I've worked up a list of new world-american cichlids that i like, but im unsure what species will go together.

firemouth, Green Texas, black convict, Rainbow, jack Dempsey, Tiger oscar, Salvini, Double full red cakatoo, Managunese, Texas, Red oscar, Green terror, Electric blue jack Dempsey, Blue, acara, Archocentrus Sajica, Astaherous Rhytisma, Red texas, Red terror, Port, Orange head, Ram, Wolf, Jaguar.

I would like to get about 20 in my 150 gal,


----------



## bluejack23 (Jan 23, 2012)

You have listed a very broad list of cichlids you have many different stocking optiions for your 150 but im afraid having 20 cichlids in this tank is a bit unreasonable.
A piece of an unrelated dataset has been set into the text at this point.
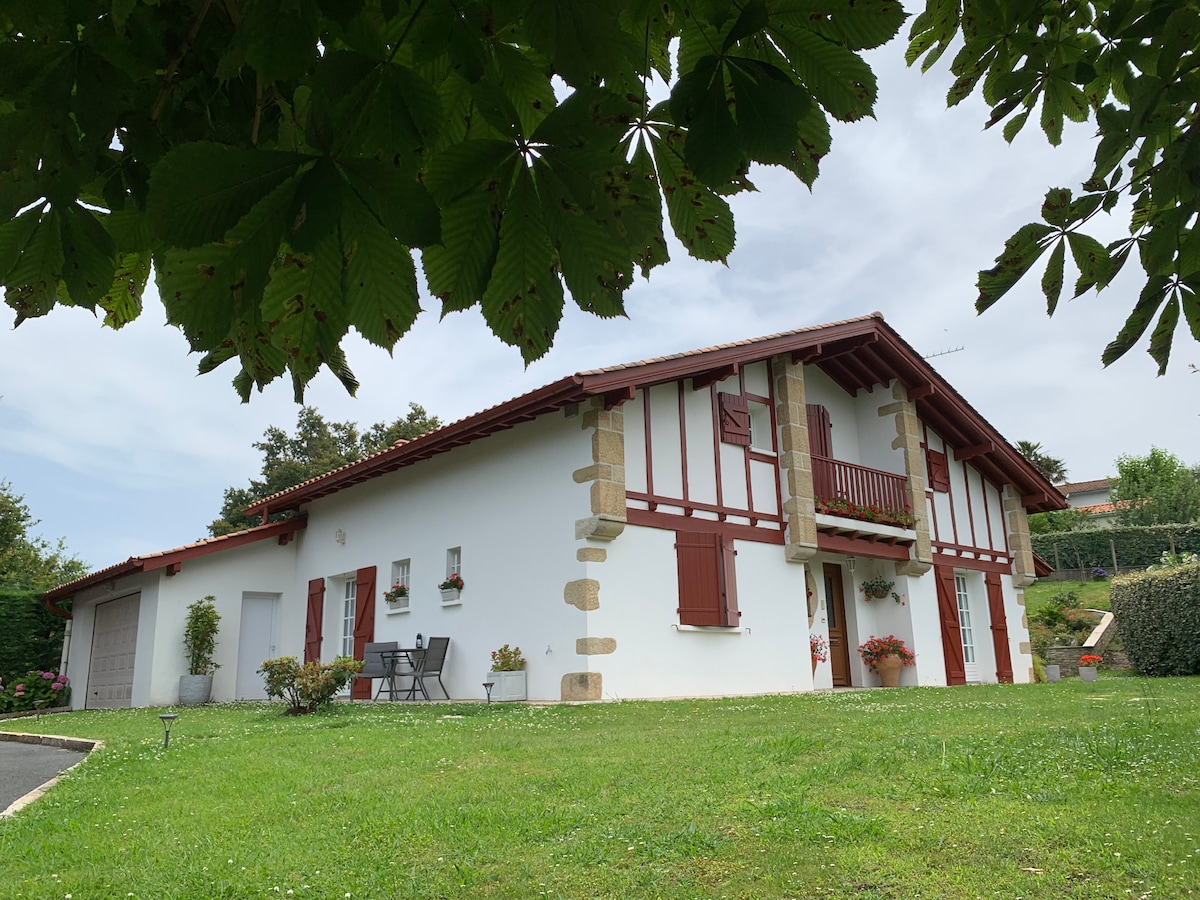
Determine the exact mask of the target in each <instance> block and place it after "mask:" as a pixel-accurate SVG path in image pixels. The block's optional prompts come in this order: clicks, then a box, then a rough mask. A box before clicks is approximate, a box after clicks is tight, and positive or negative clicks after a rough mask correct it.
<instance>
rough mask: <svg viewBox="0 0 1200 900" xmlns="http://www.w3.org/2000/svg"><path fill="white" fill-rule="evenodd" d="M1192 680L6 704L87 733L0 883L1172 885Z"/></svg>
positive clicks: (17, 852) (784, 892) (14, 885)
mask: <svg viewBox="0 0 1200 900" xmlns="http://www.w3.org/2000/svg"><path fill="white" fill-rule="evenodd" d="M1198 689H1200V679H1195V678H1193V679H1157V680H1154V679H1141V678H1103V677H1102V680H1100V682H1098V683H1096V684H1091V685H1087V684H1082V683H1080V682H1078V680H1068V682H1062V683H1060V684H1055V685H1016V686H983V688H950V689H894V690H870V691H848V692H836V694H828V692H821V694H811V695H806V696H788V697H760V698H734V700H712V701H680V702H664V703H649V702H623V703H606V704H595V706H574V707H572V706H554V707H532V706H524V704H504V706H492V707H486V706H481V704H433V706H407V704H378V706H372V704H353V706H348V704H341V706H338V707H336V708H335V709H334V710H331V712H330V713H329V714H324V715H318V716H308V718H284V716H281V715H280V714H278V713H280V707H277V706H275V707H260V706H248V704H242V706H229V707H214V708H203V709H184V710H180V716H179V720H178V722H176V724H175V726H174V730H173V732H172V744H170V749H169V750H168V751H163V749H162V727H161V725H160V721H158V712H160V710H152V709H151V710H126V712H114V713H74V714H70V715H58V716H47V718H44V719H42V721H41V722H40V724H37V722H35V721H34V720H30V719H22V720H16V721H11V722H6V724H5V727H7V728H8V730H20V728H25V730H42V731H44V732H48V733H59V734H74V736H82V737H92V738H102V739H103V740H104V742H106V744H107V745H106V748H104V749H103V750H101V751H98V752H96V754H94V755H92V756H91V757H90V758H89V760H88V761H86V762H85V763H84V764H83V766H82V767H79V768H78V769H76V770H74V772H73V773H72V774H71V775H70V776H67V778H66V779H65V780H64V781H62V782H60V784H59V785H58V786H56V787H55V788H53V790H52V791H50V793H49V794H48V796H46V797H44V798H42V799H41V800H38V802H37V803H35V804H34V805H32V806H30V808H28V809H26V810H24V811H23V812H20V814H19V815H18V816H16V817H14V818H12V820H7V821H2V822H0V896H4V898H6V899H7V898H54V899H56V900H62V899H64V898H66V896H68V895H70V896H71V898H73V900H82V899H83V898H106V899H107V898H142V899H143V900H150V899H158V898H197V899H200V898H205V899H206V898H264V896H265V898H274V896H294V898H346V896H350V898H389V899H391V898H395V899H396V900H401V899H403V900H413V899H424V898H544V896H545V898H614V899H616V898H710V896H712V898H748V899H749V898H754V899H756V900H757V899H758V898H767V899H775V898H778V899H784V898H796V899H800V898H805V899H806V898H853V899H854V900H882V899H883V898H895V899H896V900H900V899H902V900H911V899H913V898H925V899H930V898H989V899H990V898H1007V899H1008V900H1013V899H1014V898H1024V899H1025V900H1033V899H1034V898H1045V899H1046V900H1050V899H1054V900H1060V899H1061V898H1069V899H1074V900H1116V899H1118V898H1120V899H1124V898H1141V899H1144V900H1145V899H1148V898H1163V899H1166V898H1181V896H1187V895H1189V894H1192V893H1193V892H1196V893H1200V852H1198V841H1200V740H1198V734H1200V690H1198Z"/></svg>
I would pick a favorite fish or 2 and go from there to see what stocking options you have for certain fishr


----------



## tedf (Jul 29, 2012)

i would like to have a firemouth, Electric blue Jack Dempsey, convict, red terror, Salvini, and an oscar or two.


----------



## montellp (Jun 9, 2012)

electric blues shouldnt be in with really aggresive a normal jd could


----------



## Boldstone (Sep 14, 2007)

The oscars wouldn't fit for long, maybe by themselves with one dither or two.


----------



## tedf (Jul 29, 2012)

so no oscars at all?


----------



## bluejack23 (Jan 23, 2012)

Oscars get huge and 2 would claim the entire tank and then some.


----------



## tedf (Jul 29, 2012)

i was doing some research in the profiles section, every cichlid that was on that list each one has their own req and their all different, and most are highly aggressive. Im more confused now that i was before. I want to get 2 to start the tank but donn which ones?


----------



## bluejack23 (Jan 23, 2012)

If you pick a favorite well help you stock around it. It can be very confusing sometimes.


----------



## tedf (Jul 29, 2012)

Flame mouth or red terror


----------



## bluejack23 (Jan 23, 2012)

Fire mouth arent as agressive so lets start there. I would add a jack dempsey, a nicaragua cichlid and possibly a convict. *** never had red tertor before so cant comment other than I hear they are mean.


----------



## tedf (Jul 29, 2012)

I read in the profile's that jack Dempsey's were highly aggressive, won't he take over the tank?


----------



## bluejack23 (Jan 23, 2012)

They are all aggressive


----------



## tedf (Jul 29, 2012)

4 sounds like a good start, how long should I wait bf I add a few more?


----------



## BIG_B (Aug 9, 2012)

I feel that wih the real agg. fish i like to get them in together pretty fast so they can grow together. Still pretty new to cichlids but has worked so far. JD arnt as agg. as some of the others you have listed but would only get one so they dont start to spawn. I also understand that spawning cons will destroy other fish so would stick to one. I like honduran red point instead of cons. More blue and better attitude


----------



## bluejack23 (Jan 23, 2012)

Have you thought of a mixed community tank with maybe a severum electric blue jd and maybe a few more mild tempered fish. I have a red spot sev, rotkeil sev, ebjd, firemouth, 5barbs in my 75


----------



## tedf (Jul 29, 2012)

which ones are the very - Highly aggressive ones, so i can avoid them..


----------



## tedf (Jul 29, 2012)

That sound like something I can do keep one or two aggressive and the rest non aggressive.


----------



## bluejack23 (Jan 23, 2012)

I would get the mild ones a bit larger than aggressive ones except for ebjds who need to be king of the tank in most cases


----------



## tedf (Jul 29, 2012)

I just got my pump today a 1200 gph, or should I have gotten a 1900 gph? I'm. Going to be filling the aquarium on Saturday and cycling after that. U have any advice or suggestion's?


----------